Sound — 6
Some may consider it unfair, some may go as far as to call it biased, but there will always and only be one project which Robert Plant will forever to be associated with: Led Zeppelin. What it comes right down to is that despite the fact that Plant has been dedicated to his solo career longer than the majority of our readers have even existed, it is downright impossible to think of such seasoned efforts as "Pictures at Eleven" and "Now and Zen" before "Physical Graffiti" and "Led Zeppelin IV" when the name Robert Plant is mentioned, so such comparisons are defensible. That being established, the performance found on the iconic rock frontman's new solo album will most likely leave both casual and dedicated listeners more than just Dazed and Confused.
"Lullaby and… The Ceaseless Roar" marks the first Robert Plant studio album to feature The Sensational Space Shifters as his defending roster, and similarly marks the return of the world-music fusion approach that was previously implemented on his 2005 effort, "Mighty ReArranger," minus the occasional ventures into country territory. The majority of the material found on this effort has an apparent lack of direction, often alternating between distorted progressive rock and Peter Gabriel-esque compositions, with an array of electronic elements and symphonic arrangements scattered in between.
Despite the varied instrumentation, there are also moments which represent the heaviest material Plant has ventured into in recent memory. The eerie overtones in "Turn It Up" sound like a half-demolished carousel waiting for somebody to finish the job, yet manage to find a bizarre cohesion when paired with slamming distorted guitar and the seemingly ageless vocal moans of Robert Plant. "Pocketful of Golden" reinstates the familiar Celtic elements and modest synthesizer additions which previously decorated the Led Zeppelin-favorite "Houses of the Holy," and almost screams for a blistering Jimmy Page guitar solo.
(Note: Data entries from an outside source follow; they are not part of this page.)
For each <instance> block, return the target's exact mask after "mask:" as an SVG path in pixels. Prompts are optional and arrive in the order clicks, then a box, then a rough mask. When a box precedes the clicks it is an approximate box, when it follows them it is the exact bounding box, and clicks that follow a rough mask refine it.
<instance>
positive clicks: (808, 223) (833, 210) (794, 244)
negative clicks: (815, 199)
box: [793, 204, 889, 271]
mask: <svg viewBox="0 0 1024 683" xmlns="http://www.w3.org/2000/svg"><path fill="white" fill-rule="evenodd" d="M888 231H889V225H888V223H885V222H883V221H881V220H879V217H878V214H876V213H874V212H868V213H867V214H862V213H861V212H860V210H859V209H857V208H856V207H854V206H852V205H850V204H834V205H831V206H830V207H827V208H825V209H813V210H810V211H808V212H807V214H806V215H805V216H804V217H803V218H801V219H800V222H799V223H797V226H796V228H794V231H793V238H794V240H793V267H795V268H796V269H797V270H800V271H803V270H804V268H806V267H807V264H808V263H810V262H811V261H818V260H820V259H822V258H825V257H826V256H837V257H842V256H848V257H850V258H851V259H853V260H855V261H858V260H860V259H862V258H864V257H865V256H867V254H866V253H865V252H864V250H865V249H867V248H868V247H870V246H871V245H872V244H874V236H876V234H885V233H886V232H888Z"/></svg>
On the lighter side, "Little Maggie" shows Plant revamping an Appalachian folk song with otherworldly rhythmic patterns and impressionable fiddle playing, whereas "Rainbow" could almost effortlessly be implemented into mainstream radio rotation with it's Coldplay-esque atmosphere, which is attributed through a repetitive complimentary guitar lick, steady percussion work, a tasteful incorporation of electronic elements and a melodic chorus highlighted with soaring vocals. In what is a vastly varietal release, Robert Plant somehow manages to keep the end result afloat; largely because of his vocal performance.
Lyrics — 7
Frustratingly for those rock listeners who continue to acclaim for a Led Zeppelin reunion that lasts longer than the course of a (spectacular, might we add) one-off concert, Robert Plant has maintained the strength and range which defined his earlier works. Albeit he isn't always willing to gallivant it at the same intensity or as frequently, there are plenty of moments on "Lullaby and… The Ceaseless Roar" which boast a commendable vocal and lyrical moments from Plant. The aforementioned "Turn It Up" is a strong example of both, which shows the vocalist nailing some relatively high wails while tackling the subject of false preachers who exploit a person's faith for money. As an example of the lyrical content on the album, here are a few lines from the track: "A touch of serendipity/ A little stroke of luck/ The radio inside this car/ Brings guidance from above/ The smallest contribution/ Will keep me in safe hands/ I'm calling 1-800/ I ain't leaving it to chance."
Overall Impression — 7
There are occasions where the wayward instrumental arrangements makes one song drown into the next, resulting in what sounds like an unusually lengthy composition, however when Robert Plant reaches his stride on "Lullaby and… The Ceaseless Roar" it's undoubtedly stand out.